Sunday, January 2, 2011

Laying the Foundation

By: Tom

Sarah and I are steadily working to get to a position where we've locked in trip dates and are ready to make reservations.

On Wednesday Sarah tried out a Prijon Seayak at the local pool session.  The Seayak has a reputation as a tough and somewhat slow boat.  It is a bit over 16 feet long and 24 inches wide.  The outfitter has a Seayak available for her and a Prijon Kodiak available for me.  I learned to paddle in a Kodiak.  It was the first kayak I bought and I still paddle it on occasion.  I've done two week-long kayaking camping trips in Lake Superior in my Kodiak and it performed superbly.  I'm quite fond of the Kodiak in particular and the Prijon line in general.

Sarah remained to be persuaded.  The first Seayak Sarah tried was a new model.  She hated it.  The edge of the cockpit seemed to come up almost to her armpits and it was apparent that the boat did not become her.  Kayak Dave, the pool session organizer, then had her try out an earlier version of the Seayak.  Sarah bonded with this boat.  It fit her much better and she immediately displayed much more confidence in the boat.  Before long she was working on rolls and sharp, crisp turns.  Hopefully, our outfitter will have an old model Seayak.  Otherwise, Sarah may be scouring Yellowknife for a suitable kayak.

The next day we met for lunch.  She pulled out her chart and I pulled out the topos.  We agreed on a tentative plan that will have us spending time in both Christie Bay and McLeod Bay as well as doing an interesting portage out of Wildbread Bay to access Christie Bay.  The route will give us plenty of options and a varied land and water environment.

It is a bit old-fashioned in the day of Google Earth and GPS units to be fiddling around with hard copy charts and maps.  Yet, it is great to pat down a map and have the whole sweep of possibilities laid out before you.  We measured and discussed and reached a good realization that neither of us has any goal (e.g., minimum mileage) or destination (e.g., Fort Reliance at the end of the East Arm) of overriding importance.  This absence of burning ambition is important from a risk management perspective because it means we (hopefully) will be a bit less inclined to take undue paddling risks.

I learned my lesson in Georgian Bay when it comes to letting ambition override good common sense.  I have no desire to repeat the experience in the GSL.  Yet, I doubt that anyone will think we are lollygaggers.  I expect that we will cover a fair number of miles and push ourselves a bit to explore the new (to us) GSL environment.  It is a bit strange for me--and I speak only for myself--to be planning a trip where the primary goal is to be in the place rather than meet some arbitrary goal--e.g., complete a circumnavigation or cover X miles of coastline.

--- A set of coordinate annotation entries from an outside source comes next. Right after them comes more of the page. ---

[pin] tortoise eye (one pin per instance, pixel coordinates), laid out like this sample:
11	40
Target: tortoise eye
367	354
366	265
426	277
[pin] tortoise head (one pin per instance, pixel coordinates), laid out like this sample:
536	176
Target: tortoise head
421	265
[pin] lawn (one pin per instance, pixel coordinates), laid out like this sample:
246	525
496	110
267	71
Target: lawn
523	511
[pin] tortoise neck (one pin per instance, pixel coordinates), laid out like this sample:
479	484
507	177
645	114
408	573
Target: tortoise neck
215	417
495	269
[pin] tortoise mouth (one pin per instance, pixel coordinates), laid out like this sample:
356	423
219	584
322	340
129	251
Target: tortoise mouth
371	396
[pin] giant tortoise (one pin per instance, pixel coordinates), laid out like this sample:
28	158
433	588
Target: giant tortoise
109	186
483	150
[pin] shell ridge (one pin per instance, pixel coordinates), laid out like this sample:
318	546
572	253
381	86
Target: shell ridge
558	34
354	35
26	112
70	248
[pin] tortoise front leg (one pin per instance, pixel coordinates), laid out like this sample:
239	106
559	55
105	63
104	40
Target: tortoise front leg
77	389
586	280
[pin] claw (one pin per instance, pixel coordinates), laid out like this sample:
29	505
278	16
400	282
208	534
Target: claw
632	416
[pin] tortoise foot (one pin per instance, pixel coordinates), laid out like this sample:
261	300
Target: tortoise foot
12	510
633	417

Sarah wants to take an ACA Instructors Certification Exam that has been scheduled for Labor Day.  We had tentatively hoped to end our GSL adventure that same weekend.  Either the ICE will be rescheduled or we will move up our trip.  Pushing up the dates means warmer weather, more daylight. . . and more bugs.

Hopefully, the issue of dates will be resolved soon.  We'll then reach out to our outfitter and local airline to lock in boats, lodging and flights to and from the East Arm.  We can then turn our attention to planning how to live and paddle safely and well for two weeks on wilderness water.